L'angoscia è uno stato di compressione. Insorge e si diffonde in mancanza di punti di riferimento stabili.

Più l'uomo perde il contatto con il suo umanesimo, più dilaga l'angoscia associata al male di vivere. Di angoscia si parla nelle epoche buie, nell' oscurantismo greco a causa delle invasioni doriche, nel nostro Medioevo in rapporto al confronto con popoli con evidenti propositi di invasione. Ma è dal Decadentismo che l'uomo sviluppa l'angoscia come inermità a fronteggiare ciò che non conosce, un mondo nuovo che si va profilando e che tende a spazzare via ciò che c'era stato prima. L'angoscia ha quindi la capacità di ottenebrare la memoria, ostruendo la capacità di elaborare un rapporto costruttivo e di dinamicita' col passato.

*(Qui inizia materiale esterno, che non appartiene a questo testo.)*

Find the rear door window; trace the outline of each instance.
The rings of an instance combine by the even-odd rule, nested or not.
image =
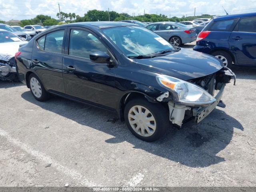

Valori e convinzioni crollano. L'angoscia diviene quindi uno stato di avvilimento che porta l'uomo a rinchiudersi in se stesso, nel proprio alfabeto emozionale che ancora è capace di elaborare. L'Urlo di Munch anticipa l'atarassia del mondo occidentale a cui soltanto il confronto con le teorie mistiche orientali potra' offrire squarci di sereno sulla prospettiva esistenziale. Diversamente dalla paura che produce reazioni, l'angoscia è un precipitare lento attraverso la gola dell'espressività che si chiude, impedendo all'uomo di urlare e ribellarsi. È il limite dell' Esistenzialismo novecentesco che da Sartre a Moravia travolge il mondo con la sua nube scura.